November 13, 2007

Bhutto Aligning With Sharif

Pretty soon, we will need scorecards to keep up with the shifting alliances in Pakistan. As Pervez Musharraf slapped Benazir Bhutto with a week-long house detention to keep her from attending rallies, the former Prime Minister demanded that Musharraf step down from all offices. Bhutto also publicly suggested an alliance between her faction and that of Islamist Nawaz Sharif, a scenario guaranteed to send jitters through Washington:

Former premier Benazir Bhutto urged Pakistan's Pervez Musharraf to quit as president Tuesday as she sought to form a united front with other opposition leaders against the military ruler.

In her most direct challenge yet to Musharraf since he declared emergency rule, Bhutto said he was a failed leader whose time was up and vowed never to serve under him in government. ...

From inside the house she moved to forge a coalition of opposition parties in an apparent bid to isolate Musharraf ahead of the elections.

She said she was ready for an alliance with another former prime minister, Nawaz Sharif, spoke with former cricket star Imran Khan and agreed with a key Islamist to launch a "joint struggle" against Musharraf.

That will be taken as a major blow to the US fight against the Islamists in Pakistan -- and force a decision between democracy and realpolitik at the White House.
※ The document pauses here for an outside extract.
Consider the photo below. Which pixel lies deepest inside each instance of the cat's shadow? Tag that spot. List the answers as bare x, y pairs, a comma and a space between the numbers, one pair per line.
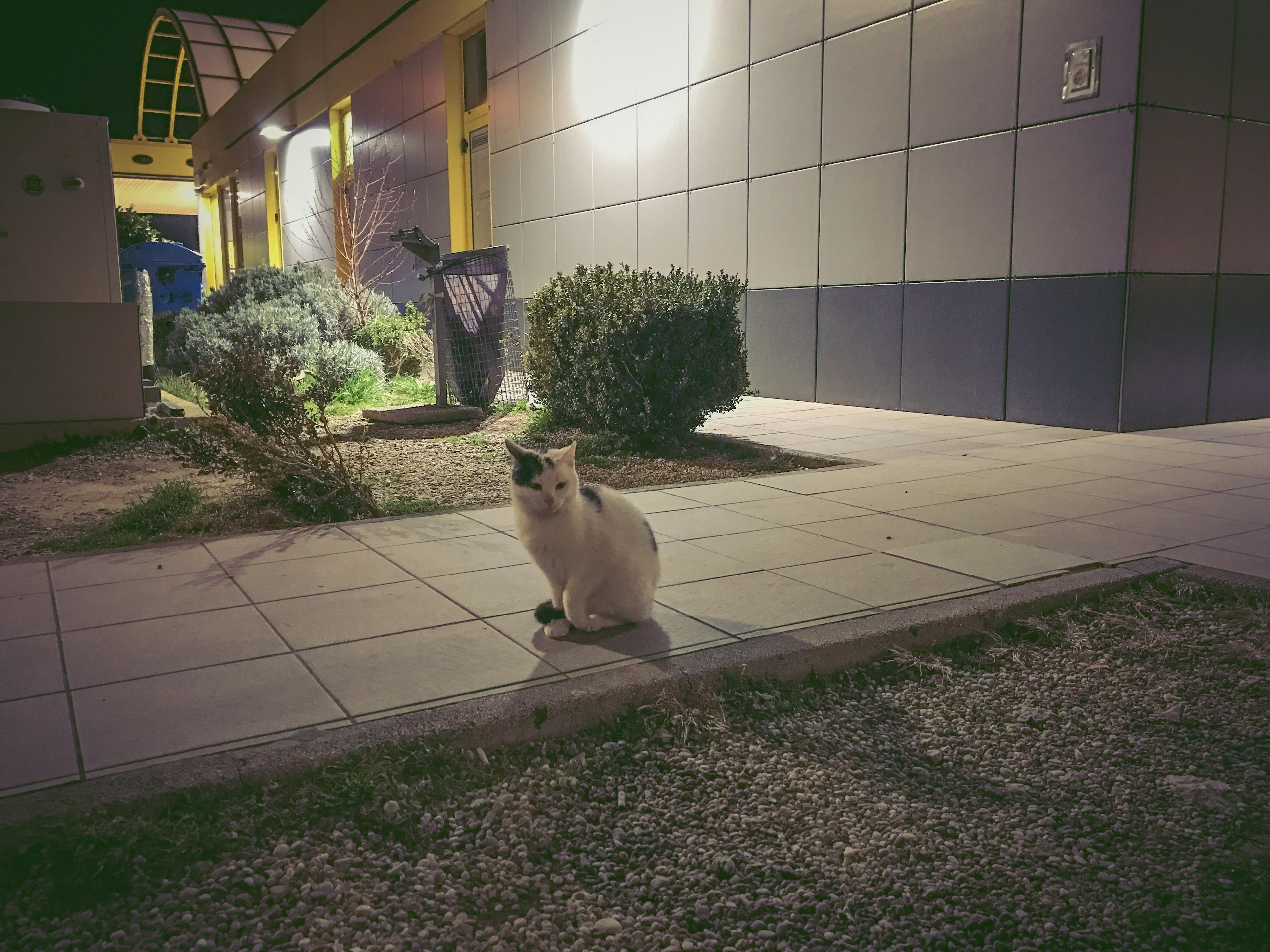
621, 642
Nawaz Sharif represents those who ally themselves with the Taliban, at least philosophically if not electorally. The US was happy enough to see him excluded from the negotiations over democratic reforms, and hoped to see Bhutto and Musharraf create a strong middle-class, centrist coalition.

A coalition between Bhutto and Sharif would mean trouble for the fight against the Islamists in the north provinces. At least with Musharraf, the West has someone who will fight the radicals, even if diffidently at times. Bhutto has used strong rhetoric against the radicals, but that was before she despaired of any alliance with Musharraf. If she allies with Sharif, she will necessarily have to temper that rhetoric and any action against the Islamist extremists.

And that's not the only bad sign, either. Bhutto met with the leader of a coalition of radical Islamist parties on a potential alliance as well. That could possibly be good news, as it might mean that Bhutto could convince them to end their war if Musharraf stepped down. That seems rather optimistic for a prediction, however; it looks more like Bhutto sees Musharraf as more dangerous than the Islamists now, a conclusion Washington will not share.

Chaos may be just around the corner for Musharraf. Hopefully he has prepared his golden parachute, because it looks like jumping time is almost at hand.